The anti-terrorism laws were extended further in March, with anyone "calling for atheist thought" seen to be "contacting any groups or individuals opposed to the Kingdom", as well as "seeking to disrupt national unity" by calling for protests at risk of being charged with terrorism offences, which are punishable by death.
UK Urged to Come Clean on 'Murky Deal'
The pressure on the UK to backtrack on its relationship with Saudi Arabia resulted in the government announcing it was canceling an US$8.8 million (£5.9m) bid to service the kingdom's prison system.
Amnesty International UK Director Kate Allen said the public needed to know the details of this "murky deal."
"We'd like to know what efforts are being made by UK officials to challenge and prevent abuses in Saudi Arabia's highly abusive justice system?" she said.

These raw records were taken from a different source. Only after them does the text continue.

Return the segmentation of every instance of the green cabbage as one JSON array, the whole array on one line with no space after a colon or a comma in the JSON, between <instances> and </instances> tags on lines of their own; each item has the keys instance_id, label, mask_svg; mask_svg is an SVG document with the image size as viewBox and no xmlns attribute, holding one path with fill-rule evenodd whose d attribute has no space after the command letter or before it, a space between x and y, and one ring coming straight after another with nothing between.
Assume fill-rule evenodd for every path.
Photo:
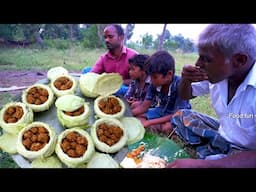
<instances>
[{"instance_id":1,"label":"green cabbage","mask_svg":"<svg viewBox=\"0 0 256 192\"><path fill-rule=\"evenodd\" d=\"M81 75L79 79L82 94L92 98L99 95L111 95L120 89L122 83L122 76L118 73L102 73L99 75L89 72Z\"/></svg>"},{"instance_id":2,"label":"green cabbage","mask_svg":"<svg viewBox=\"0 0 256 192\"><path fill-rule=\"evenodd\" d=\"M127 145L140 141L145 134L145 128L140 120L135 117L123 117L120 119L128 133Z\"/></svg>"},{"instance_id":3,"label":"green cabbage","mask_svg":"<svg viewBox=\"0 0 256 192\"><path fill-rule=\"evenodd\" d=\"M79 127L86 129L89 127L90 107L83 98L76 95L63 95L59 97L55 105L57 107L57 117L62 126L66 128ZM84 112L79 116L66 115L66 112L72 112L84 106Z\"/></svg>"},{"instance_id":4,"label":"green cabbage","mask_svg":"<svg viewBox=\"0 0 256 192\"><path fill-rule=\"evenodd\" d=\"M69 80L71 80L73 82L73 85L70 89L67 89L67 90L59 90L57 89L55 86L54 86L54 82L56 79L60 78L60 77L66 77L68 78ZM55 78L53 78L51 80L51 83L50 83L50 87L52 89L52 91L54 92L54 94L57 96L57 97L60 97L62 95L68 95L68 94L75 94L76 92L76 89L77 89L77 81L75 80L74 77L72 77L71 75L59 75Z\"/></svg>"},{"instance_id":5,"label":"green cabbage","mask_svg":"<svg viewBox=\"0 0 256 192\"><path fill-rule=\"evenodd\" d=\"M56 157L56 155L51 155L50 157L37 158L31 162L32 168L62 168L61 161Z\"/></svg>"},{"instance_id":6,"label":"green cabbage","mask_svg":"<svg viewBox=\"0 0 256 192\"><path fill-rule=\"evenodd\" d=\"M42 149L40 149L38 151L27 150L26 147L22 144L22 140L23 140L22 137L23 137L24 132L31 129L32 127L44 127L49 132L50 140ZM57 142L57 133L56 133L55 129L46 123L35 121L35 122L27 125L26 127L24 127L19 132L18 139L17 139L17 151L20 155L24 156L25 158L27 158L29 160L34 160L39 157L41 157L41 158L49 157L54 152L56 142Z\"/></svg>"},{"instance_id":7,"label":"green cabbage","mask_svg":"<svg viewBox=\"0 0 256 192\"><path fill-rule=\"evenodd\" d=\"M39 87L39 88L43 88L46 89L48 91L48 100L46 102L44 102L41 105L36 105L36 104L30 104L27 102L27 94L28 91L32 88L32 87ZM41 111L47 111L51 105L54 102L54 93L52 92L51 88L48 85L44 85L44 84L34 84L30 87L28 87L26 90L23 91L22 93L22 102L25 103L27 106L29 106L34 112L41 112Z\"/></svg>"},{"instance_id":8,"label":"green cabbage","mask_svg":"<svg viewBox=\"0 0 256 192\"><path fill-rule=\"evenodd\" d=\"M10 154L17 153L17 138L17 135L4 133L0 136L0 149Z\"/></svg>"},{"instance_id":9,"label":"green cabbage","mask_svg":"<svg viewBox=\"0 0 256 192\"><path fill-rule=\"evenodd\" d=\"M120 168L119 164L105 153L95 152L91 160L87 163L87 168Z\"/></svg>"},{"instance_id":10,"label":"green cabbage","mask_svg":"<svg viewBox=\"0 0 256 192\"><path fill-rule=\"evenodd\" d=\"M100 110L100 108L99 108L99 102L101 101L101 99L107 99L107 98L109 98L109 97L113 97L113 98L115 98L115 99L118 100L119 104L121 105L121 111L119 111L119 112L116 113L116 114L106 114L106 113L103 113L103 112ZM124 102L123 102L120 98L118 98L118 97L116 97L116 96L114 96L114 95L100 96L100 97L98 97L98 98L96 98L96 99L94 100L94 112L95 112L96 116L98 116L98 117L100 117L100 118L103 118L103 117L121 118L121 117L123 117L123 115L124 115L125 109L126 109L126 107L125 107Z\"/></svg>"},{"instance_id":11,"label":"green cabbage","mask_svg":"<svg viewBox=\"0 0 256 192\"><path fill-rule=\"evenodd\" d=\"M60 76L60 75L68 75L68 70L64 67L58 66L53 67L48 70L47 72L47 78L52 81L54 78Z\"/></svg>"},{"instance_id":12,"label":"green cabbage","mask_svg":"<svg viewBox=\"0 0 256 192\"><path fill-rule=\"evenodd\" d=\"M118 126L123 130L123 136L120 138L120 140L117 143L115 143L112 146L109 146L106 143L104 143L98 139L97 129L98 129L98 126L101 125L102 123ZM92 139L93 139L93 142L94 142L96 148L99 151L102 151L105 153L115 153L115 152L119 151L120 149L122 149L125 146L127 139L128 139L128 135L127 135L126 130L124 129L123 124L115 118L107 118L107 117L98 119L94 122L94 124L91 128L91 136L92 136Z\"/></svg>"},{"instance_id":13,"label":"green cabbage","mask_svg":"<svg viewBox=\"0 0 256 192\"><path fill-rule=\"evenodd\" d=\"M78 158L72 158L69 157L66 153L64 153L61 149L61 143L62 139L66 137L66 135L70 132L78 132L80 135L84 136L87 139L88 145L87 145L87 150L85 151L84 155ZM95 152L94 148L94 143L91 139L91 136L85 131L80 128L71 128L71 129L66 129L61 134L58 136L58 141L57 145L55 147L55 152L59 159L66 164L68 167L79 167L82 166L84 163L87 163L92 155Z\"/></svg>"},{"instance_id":14,"label":"green cabbage","mask_svg":"<svg viewBox=\"0 0 256 192\"><path fill-rule=\"evenodd\" d=\"M20 106L23 109L23 116L16 123L6 123L4 121L5 111L11 106ZM0 111L0 126L4 131L10 134L18 134L18 132L26 125L32 123L34 113L32 109L21 102L7 103Z\"/></svg>"}]
</instances>

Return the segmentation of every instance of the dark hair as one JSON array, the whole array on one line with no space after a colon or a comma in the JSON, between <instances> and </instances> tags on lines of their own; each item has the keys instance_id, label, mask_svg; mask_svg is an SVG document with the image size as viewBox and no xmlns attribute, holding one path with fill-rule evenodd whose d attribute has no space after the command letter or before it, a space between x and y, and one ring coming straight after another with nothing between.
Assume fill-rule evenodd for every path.
<instances>
[{"instance_id":1,"label":"dark hair","mask_svg":"<svg viewBox=\"0 0 256 192\"><path fill-rule=\"evenodd\" d=\"M110 24L110 25L108 25L108 27L109 27L109 26L115 27L118 36L124 36L124 29L122 28L121 25L118 25L118 24Z\"/></svg>"},{"instance_id":2,"label":"dark hair","mask_svg":"<svg viewBox=\"0 0 256 192\"><path fill-rule=\"evenodd\" d=\"M145 62L149 58L149 55L146 54L138 54L131 58L129 58L129 64L140 67L141 70L146 70Z\"/></svg>"},{"instance_id":3,"label":"dark hair","mask_svg":"<svg viewBox=\"0 0 256 192\"><path fill-rule=\"evenodd\" d=\"M157 51L146 61L148 74L160 73L165 76L172 70L175 74L175 60L167 51Z\"/></svg>"}]
</instances>

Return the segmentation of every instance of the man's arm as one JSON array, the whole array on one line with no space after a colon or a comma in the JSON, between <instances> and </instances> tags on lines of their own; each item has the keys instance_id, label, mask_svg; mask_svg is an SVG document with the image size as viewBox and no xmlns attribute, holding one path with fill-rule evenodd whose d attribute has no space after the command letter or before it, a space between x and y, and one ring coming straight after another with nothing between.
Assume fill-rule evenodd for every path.
<instances>
[{"instance_id":1,"label":"man's arm","mask_svg":"<svg viewBox=\"0 0 256 192\"><path fill-rule=\"evenodd\" d=\"M103 60L104 60L104 56L100 56L96 61L96 63L92 66L91 72L98 73L98 74L103 73L105 71L103 66Z\"/></svg>"}]
</instances>

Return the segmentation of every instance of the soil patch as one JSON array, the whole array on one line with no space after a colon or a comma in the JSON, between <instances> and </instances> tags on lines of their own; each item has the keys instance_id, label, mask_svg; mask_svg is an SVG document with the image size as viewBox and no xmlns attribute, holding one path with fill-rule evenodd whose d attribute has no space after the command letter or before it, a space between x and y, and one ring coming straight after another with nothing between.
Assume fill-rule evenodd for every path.
<instances>
[{"instance_id":1,"label":"soil patch","mask_svg":"<svg viewBox=\"0 0 256 192\"><path fill-rule=\"evenodd\" d=\"M27 71L27 70L3 70L0 71L0 87L8 88L12 86L30 86L40 79L46 78L46 71ZM22 89L8 91L13 97L20 94ZM5 92L0 92L0 94Z\"/></svg>"}]
</instances>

"This murky MoU [memorandum of understanding] deal was set up shortly after the Saudi Interior Ministry was granted draconian new powers to hold and interrogate terrorism suspects without a lawyer for 90 days. Have Theresa May's officials ever asked their counterparts to scale back on these excessive powers?"
Cameron should stop quoting other Countries breaches of 'Human Rights' when UK Government and Royalty openly support barbaric Saudi régime.— Dewi Smith-Johns (@DewiSmith_Johns) December 23, 2015
"The UK already has a track record of selling vast quantities of arms to Saudi Arabia while remaining markedly reluctant to publicly criticize Riyadh for its atrocious human rights record," Allen said.